A sharp exchange between a Democratic senator and a Republican attorney general, and a new report on conservative groups lining up behind voter suppression efforts everywhere, provide an opening to dig into this absurdity.
In the exchange, Sen. Jon Ossoff of Georgia unloaded on that very claim. At a Senate hearing Wednesday, Indiana attorney general Todd Rokita insisted the expansion of vote-by-mail and other practices had “shaken confidence” in the 2020 election.
Rokita then suggested each law countering voter fraud should be judged on the “confidence it brings to the process.”
“I take exception to the comments that you just made,” Ossoff responded, “that public concern regarding the integrity of the recent election is born of anything but a deliberate and sustained misinformation campaign led by a vain former president unwilling to accept his own defeat.”
That misinformation campaign, Ossoff continued, “culminated in a violent assault on the United States Capitol.” Ossoff ripped into the idea that a “law enforcement” official like Rokita would “indulge” such garbage, which itself undermines “confidence.”
“You’re entitled to your opinion, as misinformed as it may be,” Rokita replied soon after. “But I share the opinion of millions of Americans.”
You see, millions of Americans believe the integrity of former president Donald Trump’s loss is in doubt — and that this justifies efforts to restrict voting, ostensibly to bring “confidence” to the “process.”
Similarly, the head of a new Republican National Committee group with the Orwellian title of “election integrity” committee refuses to say President Joe Biden’s victory was legitimate, and justifies this by saying “a lot of people” have a “lot of questions.”
Meanwhile, CNN reports that numerous conservative groups are lining up behind the voter suppression efforts that GOP legislatures have launched in states across the country. And here again, the same justification is offered.
The real way to restore “trust” in the process is to tell these voters the truth.

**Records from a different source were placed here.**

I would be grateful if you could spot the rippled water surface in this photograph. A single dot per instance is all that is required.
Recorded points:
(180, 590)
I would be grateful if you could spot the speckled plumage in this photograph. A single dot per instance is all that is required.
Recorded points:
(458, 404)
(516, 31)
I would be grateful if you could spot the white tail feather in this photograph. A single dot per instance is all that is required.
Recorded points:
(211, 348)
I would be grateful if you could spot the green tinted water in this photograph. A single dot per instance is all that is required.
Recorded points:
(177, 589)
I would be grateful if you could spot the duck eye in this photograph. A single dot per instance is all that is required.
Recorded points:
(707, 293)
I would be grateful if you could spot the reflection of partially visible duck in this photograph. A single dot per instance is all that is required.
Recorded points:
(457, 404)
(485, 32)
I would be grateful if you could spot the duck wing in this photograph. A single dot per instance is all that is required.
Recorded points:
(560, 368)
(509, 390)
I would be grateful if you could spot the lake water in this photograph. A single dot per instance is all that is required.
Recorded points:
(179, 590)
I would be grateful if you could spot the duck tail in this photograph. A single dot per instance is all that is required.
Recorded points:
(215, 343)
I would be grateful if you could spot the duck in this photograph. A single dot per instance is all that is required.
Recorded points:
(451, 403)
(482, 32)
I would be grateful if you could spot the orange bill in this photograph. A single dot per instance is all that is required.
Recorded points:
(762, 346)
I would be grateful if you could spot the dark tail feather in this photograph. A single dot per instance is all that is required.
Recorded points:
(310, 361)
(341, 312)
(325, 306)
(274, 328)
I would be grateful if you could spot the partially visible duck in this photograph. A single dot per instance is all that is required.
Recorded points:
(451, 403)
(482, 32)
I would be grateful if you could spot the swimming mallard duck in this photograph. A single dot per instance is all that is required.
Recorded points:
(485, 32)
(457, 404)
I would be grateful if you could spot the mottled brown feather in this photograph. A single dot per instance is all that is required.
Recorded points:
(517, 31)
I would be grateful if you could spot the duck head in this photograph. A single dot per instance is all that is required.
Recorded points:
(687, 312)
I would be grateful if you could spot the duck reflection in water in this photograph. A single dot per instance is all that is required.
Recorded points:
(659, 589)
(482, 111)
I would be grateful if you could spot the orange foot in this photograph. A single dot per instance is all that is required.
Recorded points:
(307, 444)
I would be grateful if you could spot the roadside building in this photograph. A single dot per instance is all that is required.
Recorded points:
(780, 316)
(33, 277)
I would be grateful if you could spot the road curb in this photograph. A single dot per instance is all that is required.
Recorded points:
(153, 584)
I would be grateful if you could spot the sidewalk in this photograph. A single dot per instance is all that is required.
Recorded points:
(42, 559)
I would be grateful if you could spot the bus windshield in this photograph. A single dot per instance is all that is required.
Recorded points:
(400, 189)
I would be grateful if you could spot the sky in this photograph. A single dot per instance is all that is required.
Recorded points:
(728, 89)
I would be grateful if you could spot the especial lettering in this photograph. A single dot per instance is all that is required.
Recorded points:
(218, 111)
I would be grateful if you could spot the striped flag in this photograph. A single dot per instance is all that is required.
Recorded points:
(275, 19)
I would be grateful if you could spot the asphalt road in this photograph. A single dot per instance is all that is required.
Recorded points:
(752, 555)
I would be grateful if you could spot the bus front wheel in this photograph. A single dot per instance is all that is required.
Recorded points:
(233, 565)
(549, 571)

That means telling GOP voters that the 2020 election came off impressively smoothly amid extremely challenging conditions. The results were certified by state officials, including a few Republicans, and upheld in dozens of court cases.
Yet Trump and Republicans themselves spent months stoking precisely the opposite impression, deliberately fomenting the very lack of confidence in the outcome that they now widely cite as their justification to make access to voting harder in numerous places.
All this points to a deeper contradiction in the legacy of Trumpism. As Jamelle Bouie writes, the 2020 election showed that Republicans can perform well in a high turnout election. Though Trump lost, they won House seats and held some tough Senate seats. Yet as Bouie notes, they continue to act as if high turnout is a threat to their very survival.
Indeed, Republicans themselves regularly say one of Trump’s big successes is that he brought large numbers of low-propensity conservative voters into the GOP coalition, and that the party’s future depends on keeping them in the fold.
Yet they seem to think the way to do this is to continue honoring the Big Lie about the stolen election, using it to justify voter suppression everywhere, and resisting efforts to make it easier to vote, efforts that might actually facilitate participation by those same low propensity voters.
We are not obliged to pretend this widespread justification for voter suppression is a real argument. It’s time to treat it with the contempt that it deserves.